Simple one-pot green method for large-scale production of mesalamine, an anti-inflammatory agent

1 Introduction

Inflammation is a protecting mechanism utilised by tissues against endogenous and exogenous antigens, induced by microbial infection or tissue injury and is characterised by redness, enema, fever, pain, and loss of performance. Inflammation associated with various chronic diseases including arterial sclerosis, obesity, diabetes, neurodegenerative diseases and even cancer, is a serious health concern [1], [2]. Non-steroidal medication (NSAIDs) is widely used for the treatment of inflammatory and painful conditions, as well as autoimmune disease, soft tissue lesions, fever and urinary tract infections [3], [4]. The activity of NSAIDs results from protein inhibition of cyclooxygenase (COX) mediated production of pro-inflammatory prostaglandins and thromboxanes [5]. COX enzymes exist in three isoforms: COX-1, COX-2 and COX-3 [6], [7]. COX-1 is the constitutional enzyme in most cells and plays an important role in the protection of the stomach tissue layer, protoplasm aggregation and nephritic blood flow. The COX (COX-1 and COX–2) is associated with nursing inducible isozyme system, and is considerably expressed throughout inflammation, pain, and oncogenesis [7], whereas COX-3, a splice variant of COX-1, is taken into account as another target for drugs [6], [7], [8]. Conventional NSAIDs inhibit COX-1 and COX-2 and therefore their administration usually causes epithelial duct [9], [10], renal [11], [12], and hepatic effects [13].

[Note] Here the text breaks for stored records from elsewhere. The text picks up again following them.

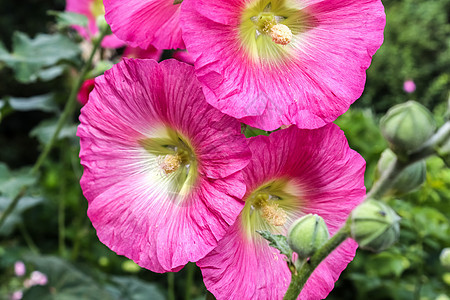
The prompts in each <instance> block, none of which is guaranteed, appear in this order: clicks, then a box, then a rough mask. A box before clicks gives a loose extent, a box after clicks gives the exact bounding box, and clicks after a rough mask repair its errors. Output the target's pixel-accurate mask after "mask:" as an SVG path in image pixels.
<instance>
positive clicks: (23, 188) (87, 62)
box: [0, 28, 109, 227]
mask: <svg viewBox="0 0 450 300" xmlns="http://www.w3.org/2000/svg"><path fill="white" fill-rule="evenodd" d="M108 32H109V28H105V29H104V30H103V31H102V32H101V34H100V36H99V37H98V39H97V40H96V41H95V42H94V44H93V46H94V47H93V49H92V52H91V55H90V56H89V59H88V60H87V61H86V64H85V65H84V66H83V68H82V69H81V73H80V76H79V77H78V79H77V81H76V83H75V84H74V85H73V86H72V90H71V91H70V96H69V99H68V100H67V103H66V106H65V107H64V110H63V112H62V114H61V116H60V117H59V120H58V124H57V125H56V130H55V132H54V133H53V135H52V137H51V139H50V141H49V142H48V143H47V144H46V145H45V147H44V150H43V151H42V153H41V155H39V157H38V159H37V161H36V163H35V164H34V166H33V168H32V169H31V171H30V173H31V174H32V175H35V174H36V173H37V172H38V171H39V169H40V168H41V166H42V164H43V162H44V161H45V159H46V158H47V156H48V155H49V154H50V151H51V150H52V148H53V145H54V144H55V142H56V140H57V139H58V136H59V133H60V132H61V130H62V128H63V126H64V124H65V123H66V122H67V120H68V119H69V117H70V116H72V114H73V112H74V110H75V108H76V104H77V93H78V91H79V90H80V87H81V85H82V84H83V81H84V79H85V76H86V74H87V72H88V71H89V69H90V68H91V65H92V60H93V59H94V56H95V53H96V52H97V49H98V48H99V47H100V44H101V42H102V40H103V38H104V37H105V36H106V35H107V34H108ZM28 187H29V186H23V187H22V188H21V190H20V192H19V194H18V195H17V196H16V197H15V198H14V200H13V201H12V202H11V203H10V205H9V206H8V207H7V208H6V210H5V212H4V213H3V214H2V216H1V217H0V227H2V225H3V223H4V222H5V220H6V218H7V217H8V216H9V215H10V214H11V212H12V211H13V210H14V209H15V208H16V206H17V204H18V203H19V200H20V199H21V198H22V197H23V196H24V195H25V193H26V191H27V190H28Z"/></svg>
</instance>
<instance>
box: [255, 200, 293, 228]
mask: <svg viewBox="0 0 450 300" xmlns="http://www.w3.org/2000/svg"><path fill="white" fill-rule="evenodd" d="M261 216H262V217H263V218H264V219H265V220H266V221H267V223H269V224H270V225H273V226H283V225H284V224H285V223H286V221H287V214H286V212H285V211H284V209H282V208H280V207H278V204H276V203H270V202H266V203H264V204H263V205H262V207H261Z"/></svg>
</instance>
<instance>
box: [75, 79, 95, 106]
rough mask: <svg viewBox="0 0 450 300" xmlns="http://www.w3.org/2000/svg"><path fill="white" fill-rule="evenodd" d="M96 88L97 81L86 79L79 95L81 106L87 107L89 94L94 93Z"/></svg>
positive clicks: (79, 92) (79, 93) (92, 79)
mask: <svg viewBox="0 0 450 300" xmlns="http://www.w3.org/2000/svg"><path fill="white" fill-rule="evenodd" d="M94 86H95V79H94V78H90V79H86V80H85V81H84V82H83V84H82V85H81V88H80V90H79V91H78V94H77V99H78V101H79V102H80V103H81V105H86V103H87V102H88V100H89V94H90V93H91V92H92V90H93V89H94Z"/></svg>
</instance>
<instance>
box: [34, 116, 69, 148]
mask: <svg viewBox="0 0 450 300" xmlns="http://www.w3.org/2000/svg"><path fill="white" fill-rule="evenodd" d="M57 122H58V120H45V121H42V122H41V123H40V124H39V125H38V126H36V127H35V128H33V130H31V132H30V136H31V137H35V138H37V139H38V140H39V142H40V143H42V144H44V145H45V144H47V143H48V142H49V141H50V139H51V137H52V136H53V133H54V132H55V130H56V125H57ZM76 133H77V125H75V124H71V125H65V126H64V127H63V129H62V130H61V132H60V133H59V135H58V139H64V138H71V137H75V136H76Z"/></svg>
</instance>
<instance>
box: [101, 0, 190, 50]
mask: <svg viewBox="0 0 450 300" xmlns="http://www.w3.org/2000/svg"><path fill="white" fill-rule="evenodd" d="M175 2H176V1H174V0H128V1H123V0H105V1H104V3H105V9H106V16H105V17H106V20H107V21H108V23H109V24H110V25H111V29H112V31H113V32H114V33H115V34H116V35H117V36H118V37H119V38H121V39H122V40H124V41H127V42H128V43H129V44H130V45H131V46H133V47H141V48H144V49H146V48H148V47H149V46H150V45H154V46H155V47H156V48H158V49H176V48H185V46H184V43H183V40H182V38H181V28H180V25H179V17H180V16H179V15H180V4H174V3H175Z"/></svg>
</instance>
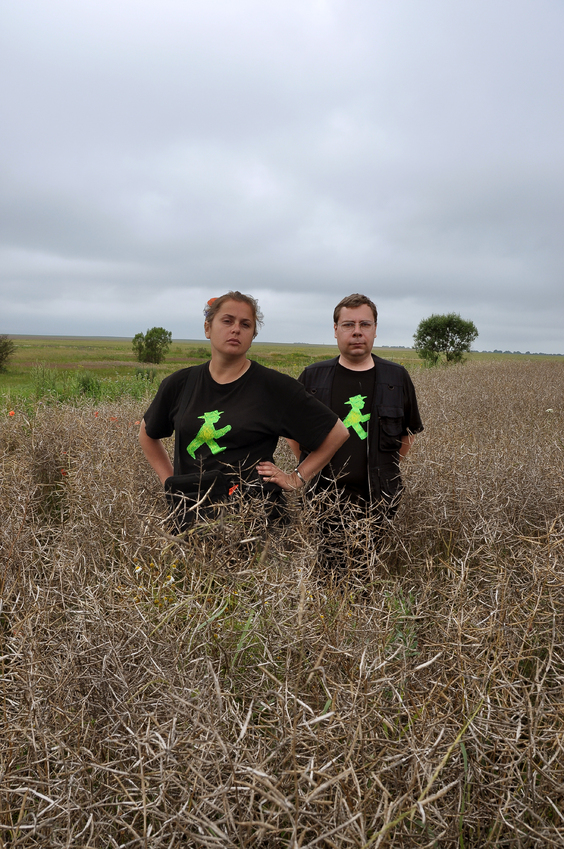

Mesalamine belongs to the class of salicylates, which are known to exhibit anti-inflammatory activity. It is also a key intermediate for sulphasalazine, olsalazine and balsalazide [14]. It is slightly soluble in dehydrated alcohol and methyl alcohol and insoluble in chloroform, ether, n-hexane and ester. It is prescribed for the treatment and management of colitis. It primarily provides relief from pain to some extent in patients affected by this disease [15], [16], [17], [18], [19], [20], [21]. 5-Aminosalicylic acid is an active medicine for colitis due to its multiple actions on numerous functions of the immune system [22], [23].

Mesalamine is a simple compound, but is difficult to prepare in high purity and in good yields, especially on a large scale. Few synthetic routes for mesalamine are reported in the literature, such as the coupling of diazonium salt derived from sulfanilic acid with salicylic acid [24]. In this method, the product undergoes hydrogenation, resulting in low purity and yield. Another method based on the condensation of phenyl diazonium salt with salicylic acid, followed by hydrogenation to give the desired mesalamine, is also reported [25]. A protocol involving the nitration of salicylic acid followed by reduction to form the target compound is also described, but with low purity and yield [26]. A two-step procedure involving carboxylation of p-acetaminophenol or p-aminophenol in the presence of a solid base catalyst is reported to give a 63% yield [27]. Generally, upscaling the laboratory experiments and their large-scale production is challenging [28], [29].

Motivated by the application of mesalamine in inflammation control, we attempted the one-pot synthesis of mesalamine from 2-chloro-5-nitrobenzoic acid, to broaden its scope for industrial scale production. In this communication, we describe an efficient one-pot method in which 2-chloro-5-nitrobenzoic acid is converted to 2-hydroxy-5-nitrobenzoic acid using excess aqueous KOH (4.0 equivalents) to ensure completion of hydrolysis; this is further converted to the desired product, mesalamine, under hydrogen atmosphere using 10% Pd/C as the catalyst. By this strategy, the target compound, mesalamine, was obtained in an excellent yield (93%). Tables 1 and 2 summarise the results of the optimisation of the reaction conditions.

Table 1:

Optimisation of reaction conditions for the preparation of 2-hydroxy-5-nitrobenzoic acid (2).